Brain Cancer: The New Sex Change



So yesterday was opening day for The Boston Red Sox.

The senior senator from Massachusetts, Ted Kennedy, threw out the first pitch.

Problem is he didn't throw it very far. Estimates are around five feet.

They gave him a mulligan and the next throw was a bit farther (further?)

As you know Uncle Ted has brain cancer.

Why it makes him throw like a girl is beyond me.

Cancer works in mysterious ways.

So does Ted.

SO TO SUM UP:
Red Sox are in first place. Yankees stink. And Ted Kennedy throws like Rose Kennedy.

13 comments:

Cake said...

"They gave him a mulligan"

You 'Mericans sure talk funny.

I Ain't No Oprah said...

Dear Canadian Loser,


The USGA Museum offers several possible explanations. In one, a fellow by the name of David Mulligan frequented St. Lambert Country Club in Montreal, Quebec, during the 1920s. Mulligan let it rip off the tee one day, wasn't happy with the results, re-teed, and hit again.

Phil Rizzuto said...

Ted's throw went 5 feet?

Blame Bush

Ted (where's my pants?) Kennedy said...

Are you mocking me?

Cake said...

Dear IANO Loser...no, wait...that's redundant...

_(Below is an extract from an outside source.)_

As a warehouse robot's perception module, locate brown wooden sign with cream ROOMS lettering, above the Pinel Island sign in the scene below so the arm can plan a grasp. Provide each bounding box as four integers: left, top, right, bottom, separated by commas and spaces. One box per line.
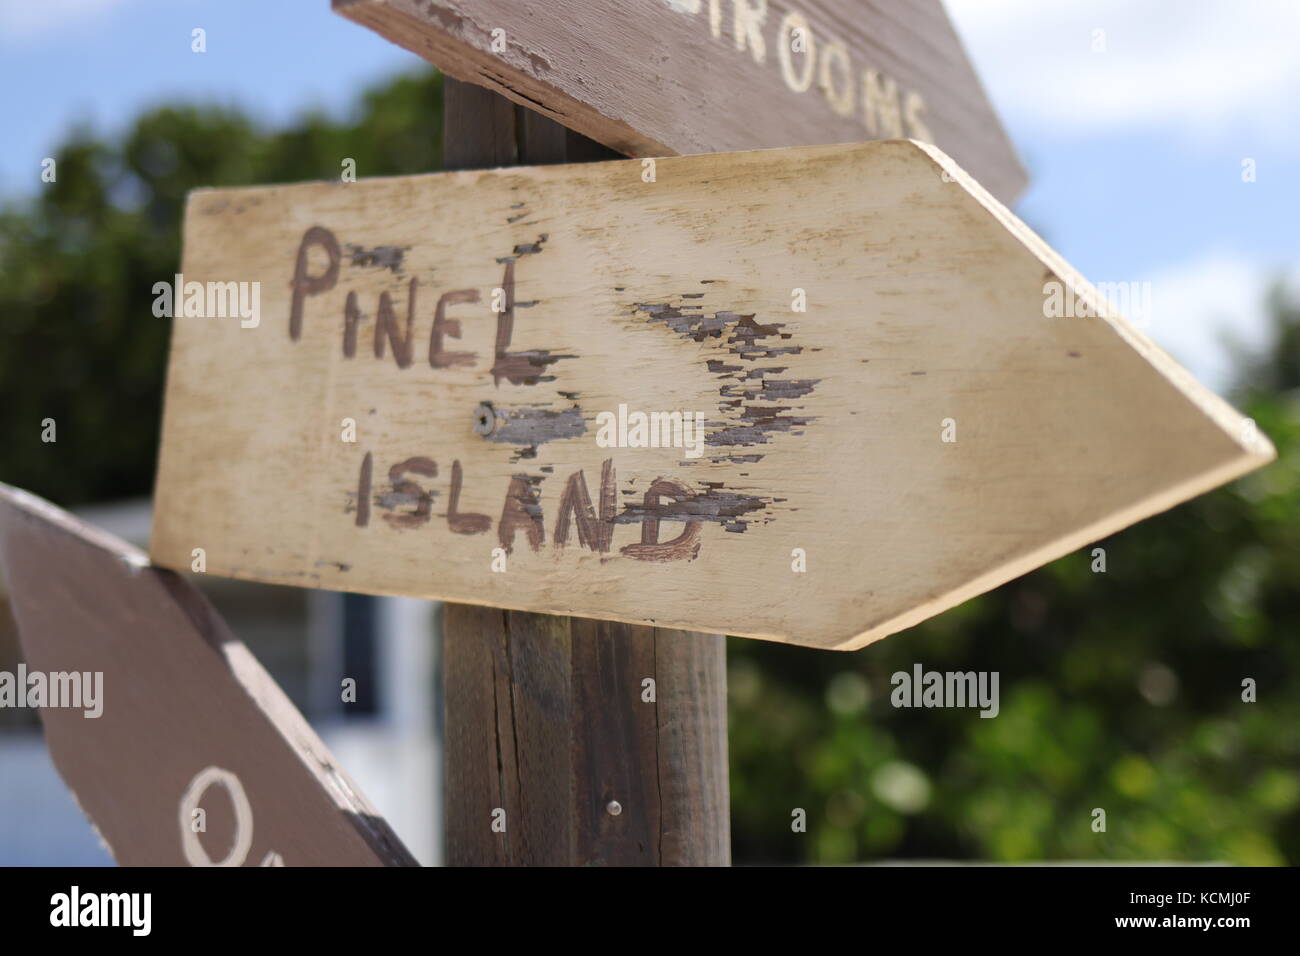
333, 0, 1024, 203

I'll just give myself a mulligan and try again.

Dear IANO:

Thanks!

Sincerely,
Cake

Cop Eckne said...

Poor Teddy...His throwin' arm ain't been the same since the Chappaquiddick Triathlon.

the REAL Ted Kennedy said...

As if John Kerry could've done better!

Al Gore said...

I invented baseball.

Bush said...

It's actually my fault.

The Cancerous Beatles said...

All You Need is Chemo?

Boo Bird said...

Boo! Boo!! Booo!!!

Married into It said...

All those Kennedys - they are girlie-men.

W said...

I ain't no girlie-man, I threw an opening pitch strike last Tuesday.